Every hundred years or so, it seems, we enter some new industrial age, and the way business works must change along with it. The Industrial Revolution led to the Age of Oil, followed by the Atomic Age and now we’re in the middle of a Digital Revolution.
Change is always exciting, but painful, as companies that are not built to work in these new ways struggle to keep pace with the future. As project managers at last-revolution companies transition to this new digital world, the methods and processes they use must change.
Mik Kersten, CEO at DevOps software tools company Tasktop, has written a book called “Project to Product: How to Survive and Thrive in the Age of Disruption with the Flow Framework.” He says the key thing that organizations need to do is switch from focusing on projects to a product-oriented paradigm, and create an infrastructure to measure value against time spent creating the product and user satisfaction. “You have to look at business value from a customer point of view,” he says.

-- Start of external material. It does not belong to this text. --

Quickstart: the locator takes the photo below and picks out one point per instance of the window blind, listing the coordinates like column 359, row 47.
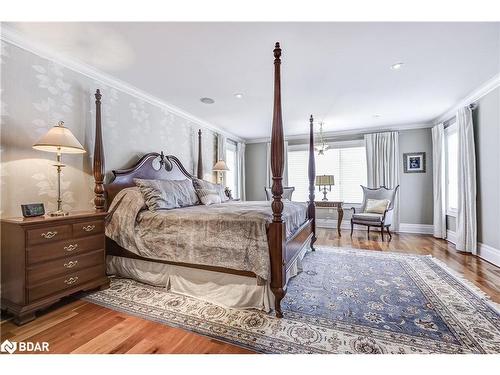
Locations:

In the earlier days, a company could manufacture a product, or work 18 months on a software release, and that was measurable. In today’s rapid delivery, cloud-based environment, he says, “You have to be able to build software sufficiently and at scale, and enterprise IT organizations haven’t learned to do it.” Part of the reason is that until now, the industry has not been able to agree on how to define a unit of productivity in software delivery. Metrics for measuring value delivery have been rooted in manufacturing, but don’t apply to software development. “There’s great ideas in manufacturing, great ideas in lean, but things are different in software. You’re not producing the same widget over and over, and your product development — your creative cycle of design and entering the market and production cycle — aren’t the same,” he said.
Furthermore, Kersten says that right now, organizations are using the wrong metrics — proxy metrics. “The common one in Agile is how Agile am I, how many people have been trained on Scrum. That tells you nothing. It’s good to have people trained on Scrum, but you don’t know if you’re delivering more value.”
Another problem is that to truly enhance flow, efforts must be made to clear bottlenecks, but those are often hard to identify in complex, large enterprises. Continuous integration and delivery are good ideas, but putting resources there when it’s not a bottleneck is wasting company resources, he says. Organizations “assume if they hire more developers and implement Jenkins and Puppet, that they will have more throughput. But is that where the bottleneck is? Maybe it’s having great screens and mobile apps. Maybe the bottleneck is they don’t have enough designers.”
In the book, Kersten defines four areas of value: features, defects, risks and debts. “Each represent work that being done at a course level… it might be architecture work, or API work. But at a business level, these things are just collectively exhaustive. All work is one of these, and they’re mutually exclusive. If you’re telling your team to focus on GDPR this quarter, you cannot expect the same rate of flow of features. Or you’re trying to get to a 1.0 release, you’re trading off technical debt that you’ll have to pay down at some point.”
Companies like Facebook, Amazon, Apple, Netflix and Google (the FAANGs, Kersten calls them) already get this. As an example, Kersten says Microsoft “has 3,500 people working in their development division making the tools for the network. Microsoft has its own file system for Git. The FANGs have already done this and it’s their competitive differentiator.”
So, he continues, “Either we can be happy giving them more and more of the world economy, or for the rest of these organizations, we need a way of creating that without having to invest the half-billion dollars a year in tooling development.”
Tasktop’s Flow Framework was created to give a common language to technical and non-technical people to help organizations start with end-to-end flow and to start with thinking how it drives business results. Version 1.0 will be introduced at the DevOps Enterprise Summit in Las Vegas in October.
All of this is just about business value from a customer point of view. They want the new features, they want a product that will keep their information secure. That’s where the value lies.